This is a colour piece from todays Nottingham Evening Post and brings into sharp focus the human costs of being sold down the river. Youll get angrier as the piece goes on, and the last quote is a killer...

Read it and weep

[Uploaded to BikeBiz.co.uk on 23rd September]

By Mhairi McFarlane

Once a hive of industry, the assembly lines at Sturmey Archer are now almost deserted

Last week some 300 staff at bicycle gear manufacturers Sturmey Archer were told they no longer had jobs and were given ten minutes’ notice to leave the building.

The closure of the firm has brought nearly a century of Nottingham’s history to an abrupt and bitter end.

Foot steps echo loudly on the concrete factory floor at Sturmey Archer. The din from the factory is usually enough to make coffee cups tremble in nearby offices and people have to shout to be heard over the bang and clatter of machinery.

Now the cavernous building is virtually deserted, silent after 98 years. Tens of thousands of pounds worth of state-of-the-art equipment lies idle, stained aprons hang on their hooks.

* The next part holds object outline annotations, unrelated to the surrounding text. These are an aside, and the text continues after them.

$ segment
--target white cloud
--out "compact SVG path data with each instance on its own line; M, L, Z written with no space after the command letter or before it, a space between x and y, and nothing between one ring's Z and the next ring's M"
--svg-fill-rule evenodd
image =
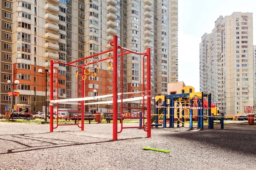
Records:
M201 37L178 33L179 81L199 91L199 44Z

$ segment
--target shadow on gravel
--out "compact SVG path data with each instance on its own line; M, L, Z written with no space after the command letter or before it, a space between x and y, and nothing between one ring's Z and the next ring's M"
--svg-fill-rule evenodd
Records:
M59 132L67 132L68 131L63 131ZM70 132L70 131L69 131ZM13 139L6 139L0 138L0 140L3 140L6 141L9 141L10 142L14 142L16 144L18 144L19 147L16 146L15 149L7 150L1 150L0 152L4 152L0 153L0 155L5 155L9 153L17 153L20 152L27 152L32 150L40 150L49 149L51 148L58 148L58 147L70 147L73 146L79 146L79 145L84 145L87 144L99 144L101 143L104 143L107 142L114 142L113 140L108 140L101 142L91 142L87 143L82 142L77 142L74 141L71 141L67 140L61 140L55 139L51 139L49 138L44 138L44 137L33 137L27 135L34 135L34 134L43 134L44 133L32 133L32 134L13 134L13 135L3 135L1 136L9 136L9 137L11 137L13 138ZM78 135L73 135L75 136L81 136ZM84 137L90 137L92 136L84 136ZM143 137L137 137L129 139L118 139L119 141L123 141L129 139L141 139L145 138ZM34 141L35 142L41 142L41 144L40 146L33 146L29 144L26 144L20 142L21 139L27 139ZM60 142L62 142L62 143L60 144ZM64 143L63 143L64 142ZM35 143L37 144L38 143ZM33 144L33 143L32 144ZM21 145L20 146L20 145ZM17 144L12 144L12 147L13 146L17 146Z
M197 143L195 147L215 147L223 150L256 154L255 127L238 125L225 126L224 129L218 129L219 128L216 127L215 129L204 129L206 130L195 132L188 131L185 133L165 133L163 136L167 138L182 138L184 139L184 142L187 140L195 141Z

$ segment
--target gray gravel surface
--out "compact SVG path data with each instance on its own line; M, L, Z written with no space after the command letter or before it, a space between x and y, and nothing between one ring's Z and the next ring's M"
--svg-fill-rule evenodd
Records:
M86 124L84 131L62 126L49 133L49 125L0 122L0 169L256 169L256 126L154 128L151 138L141 129L126 129L117 141L112 126Z

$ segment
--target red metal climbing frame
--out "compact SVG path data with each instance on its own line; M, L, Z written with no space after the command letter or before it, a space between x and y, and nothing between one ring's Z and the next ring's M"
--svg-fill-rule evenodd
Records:
M54 128L53 127L53 107L54 107L54 97L53 97L53 88L54 88L54 68L57 69L58 68L56 67L54 67L54 64L61 64L66 65L69 65L70 66L73 67L76 67L81 68L81 73L84 73L84 67L86 65L89 65L90 64L93 64L97 62L101 62L102 61L105 61L107 60L108 60L110 58L112 58L113 59L113 65L114 66L113 67L113 140L117 140L117 134L118 133L121 133L122 129L124 128L143 128L143 130L147 132L147 137L151 137L151 126L150 123L147 124L147 128L146 129L145 127L145 122L144 122L144 110L145 110L145 98L143 97L143 107L142 108L133 108L133 107L123 107L123 87L122 87L122 76L123 76L123 71L122 71L122 65L123 65L123 55L125 54L127 54L130 53L133 53L137 55L143 55L143 96L146 96L147 99L147 105L149 106L147 107L147 122L151 122L151 75L150 75L150 71L151 71L151 65L150 65L150 52L151 52L151 49L150 48L148 47L147 48L147 51L146 52L144 53L138 53L135 51L134 51L132 50L123 48L121 46L119 45L118 45L118 36L116 35L115 35L113 36L113 41L110 42L110 44L111 45L113 46L113 48L111 50L107 50L105 51L99 53L98 53L96 54L90 56L89 56L87 57L84 57L82 59L81 59L76 61L74 61L72 62L70 62L67 63L65 63L61 62L55 62L53 60L51 60L50 61L50 132L53 132L53 129L55 128L57 128L58 127L58 123L57 119L57 126ZM121 54L118 55L118 49L120 49L121 50ZM123 51L125 51L125 52L124 53ZM89 63L87 63L86 65L84 65L80 66L77 66L77 65L74 65L73 64L75 63L77 63L78 62L82 61L84 60L87 59L88 59L90 58L93 58L94 57L96 57L97 56L99 56L100 55L106 54L107 53L110 52L111 51L113 51L113 56L110 56L109 57L107 57L105 59L98 60L97 61L93 61ZM122 119L121 119L121 130L120 131L118 131L117 130L117 96L118 96L118 91L117 91L117 82L118 82L118 62L117 62L117 58L119 56L121 56L121 117L122 117L122 109L123 108L137 108L137 109L140 109L143 110L143 116L142 117L137 117L136 118L143 118L143 126L142 127L123 127L122 126ZM145 91L145 66L144 66L144 63L145 63L145 57L147 59L147 90ZM80 73L78 72L78 74ZM58 81L58 71L57 72L57 79ZM58 88L58 81L57 81L57 91ZM84 80L83 79L82 79L81 80L81 98L84 97ZM146 92L146 93L145 93ZM57 91L57 99L58 99L58 93ZM83 131L84 130L84 100L82 100L81 101L81 130ZM57 103L57 116L58 115L58 103ZM78 113L78 108L77 110L73 110L74 111L77 111ZM67 117L67 118L68 118ZM122 117L121 117L122 118ZM67 125L67 124L65 124ZM69 125L69 124L68 124ZM77 125L79 127L79 125L78 125L78 123L77 124L72 124L71 125Z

A forklift truck has been abandoned halfway across a loading bay and boxes filled with gleaming silver bicycle spokes and springs are left untouched now just so much scrap metal.

Only days ago, the Triumph Road manufacturing plant in Radford was alive.

The shock among the handful of people who remain in the ghostly surroundings is palpable.

They work quietly to complete their final tasks customers still have outstanding orders which must be met.

But their colleagues are absent and the mood is grim. The executioner’s axe fell with devastating speed for the employees at Sturmey Archer many of whom had spent decades with the firm.

Last Friday afternoon, the entire workforce was called to an urgent meeting among the assembly lines.

Managers broke the news they themselves had heard only half-an-hour earlier: the company was insolvent… all jobs would be lost.

The closure was immediate workers were given ten minutes to clear out.

One employee, who did not wish to be named, remembers the reaction. "Disbelief, horror, anger, hatred… I would imagine they went through every negative emotion you can have in just a few moments."

There were shouts and open displays of grief as staff realised they would be left without a job or redundancy money.

Machines were smashed as some furious workers momentarily lost control. A set of keys to one of the trucks was thrown down a drain.

The suddenness of the announcement contrasted sharply with the optimism and commotion which had preceded it, as those same workers prepared to shift production to new sites in Basford and Calverton.

The relocation was to have been part of a rescue package by new owners Lenark.

It bought Sturmey Archer from Derby Cycle Corporation, which also owns Raleigh, for a nominal fee of less than £50, debts and all.

Derby Cycle Corporation had previously sold the land in Triumph Road to the University of Nottingham, making a move inevitable.

But the vision for the future never materialised and there is a strong sense of betrayal that the responsibility for so many livelihoods changed hands for so little.

Alan Ettles, 49, is one of the managers who is still coming in to help finish up. He has 13 years of loyal service behind him.

Like many, he says the attitude to the upheaval in recent weeks had been defiantly positive.

Rates of production had gone up by 20 and 30% as the workers galvanised themselves for change.

Alan said: "Times were tight but we were fighting our way out.

"Everyone has been working very, very hard to improve manufacturing performance on the carrot’ of a future for Sturmey Archer… to see that blown away now is doubly frustrating."

At the back of the stairwell near the reception, there is a bare flagpole where the Sturmey Archer logo once hung alongside the Union Jack. Alan explains: "I moved it and took it to Calverton, I thought it would be a nice gesture.

"Seems sad now, doesn’t it? Almost pathetic." He shakes his head. Alan has grown-up daughters to support through college, but will have no source of income when he walks through the factory gates for the last time.

On the day the firm folded, Roger Airey, director of operations, marked an anniversary of 31 years with Sturmey Archer.

He admits: "I have no idea what I’m doing after this. At the moment I’m just working long hours to see what we can salvage, to keep customers. I’m tired.

"It’s a surreal situation. People keep saying, this isn’t like the real world. You just hear about things like this happening."

The sense of loss is everywhere. One man working alone at a lathe says his workmates were like family to him and he wants to get finished and go as soon as possible.

Others wandering around the empty factory don’t know where else to go.

The lucky ones will find a wage in another part of the industry, but many are middle-aged and frightened by the prospect of hunting for work.

Fazal Khan, 51, who has four children, has worked as a toolsetter for the last 13 years.

"300 lives have been ruined here. We have given blood and sweat and yet we are being treated like this.

"No one has apologised. No one wants to listen to us."

Another employee, who says it feels like the end of an era, said: "It’s not just sad for Sturmey Archer, or for Nottingham, it’s sad for the bicycle industry as a whole. We were truly UK-based. We don’t buy foreign parts and stick them together. We made things here."